The Danchenko acquittal stung particularly hard because the lawyer who saved him is the same lawyer I paid my life savings to so I could plead guilty to not filling out a form. It seems very unfair, to me anyway. After all, Danchenko played a role in pushing a fable as a fact, and the fall-out from that charade led to my own misfortune, however indirectly. But what happens to Danchenko or Sussmann really isn’t my business. The historical record, on the other hand, is.
Mainstream media has been quick to label Durham a partisan extremist who came up with scratch. CNN’s Chris Cizzilla was quick to call his probe a bust yesterday. But this is where they’re wrong.
What Durham revealed in both trials, as well as in his prosecution of FBI lawyer Kevin Clinesmith who tampered with the FISA warrant application on Carter Page, is a broken justice system that drew a political conclusion and then frantically worked to manufacture facts to support it.
In the Sussmann verdict, a Washington DC jury did not find that the lawyer hadn’t lied, rather it determined that his lies were not material. The Hillary Clinton campaign did thrust baseless innuendo on the FBI and U.S. Department of Justice to achieve a political outcome. Indeed, Durham doesn’t mince words in describing a “conspiracy” to said effect in the Sussmann indictment.
What we learned from the Danchenko trial reflects poorly in the opposite direction, namely on the FBI. Even though there were concerns about whether Danchenko posed a counterintelligence threat, the bureau still paid him over $200,000 for his “insights.” Worse still, they offered a $1,000,000 bounty for evidence to corroborate the false narrative that grew from the Steele dossier. Talk about incentivizing bad behavior! Apologists are quick to point out how authorities have long offered rewards and bounties in their efforts to fight crime. But the more we learn about how the FBI went about the “Crossfire Hurricane” investigation, the worse it smells.
In the case of Clinesmith fudging a warrant application in order to spy on a campaign official, Congress leapt into the breach to amend the FISA warrant application process. The question now is what a new Congress will do to address the system breakdowns Durham exposed in the two more recent criminal proceedings: how can the FBI get the scrutiny and oversight it clearly demands? Should it be able to send senior agents on politically motivated crusades, as appears to be the case with fired agent Peter Strzok who walked in to the national security advisor’s office with plan to get him to lie?
Somewhat bizarrely, Durham even impeached his own witness – an FBI analyst – during the Danchenko trial. The bureau is not going to reform itself. Congress is going to have to show some leadership here – after November 8th, that is.
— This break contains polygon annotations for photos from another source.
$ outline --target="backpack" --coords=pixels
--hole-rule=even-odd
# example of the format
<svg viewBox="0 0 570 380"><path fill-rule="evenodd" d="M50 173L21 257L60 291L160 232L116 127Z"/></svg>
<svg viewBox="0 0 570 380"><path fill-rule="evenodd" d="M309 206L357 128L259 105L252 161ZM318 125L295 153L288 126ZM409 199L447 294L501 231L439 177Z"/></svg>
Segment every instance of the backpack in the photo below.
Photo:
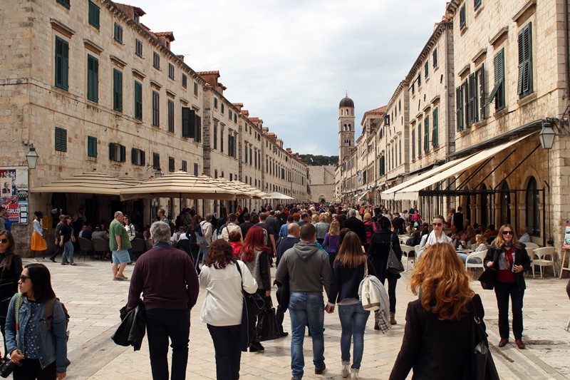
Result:
<svg viewBox="0 0 570 380"><path fill-rule="evenodd" d="M59 301L59 298L52 298L51 299L48 299L46 301L46 322L48 324L48 330L51 331L53 329L53 307L56 304L56 299ZM66 341L69 340L69 330L68 329L68 327L69 326L69 312L67 311L67 308L66 305L63 304L63 302L60 301L60 304L61 304L61 308L63 309L63 315L66 317ZM22 307L24 304L24 297L22 297L21 293L18 293L16 295L16 303L14 304L14 313L16 314L16 329L18 330L20 328L20 308Z"/></svg>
The immediate take-away from Russia-gate events may be that special prosecutors aren’t all they’re cracked up to be. Neither Robert Mueller nor John Durham achieved the results for which partisans on either side dearly hoped. But relying on supermen to save our justice system is a little naïve, quite frankly. Wise men learn from their mistakes, and there is plenty we can all discover in a clear-sighted review of what Durham found. That is, after all, the bigger picture.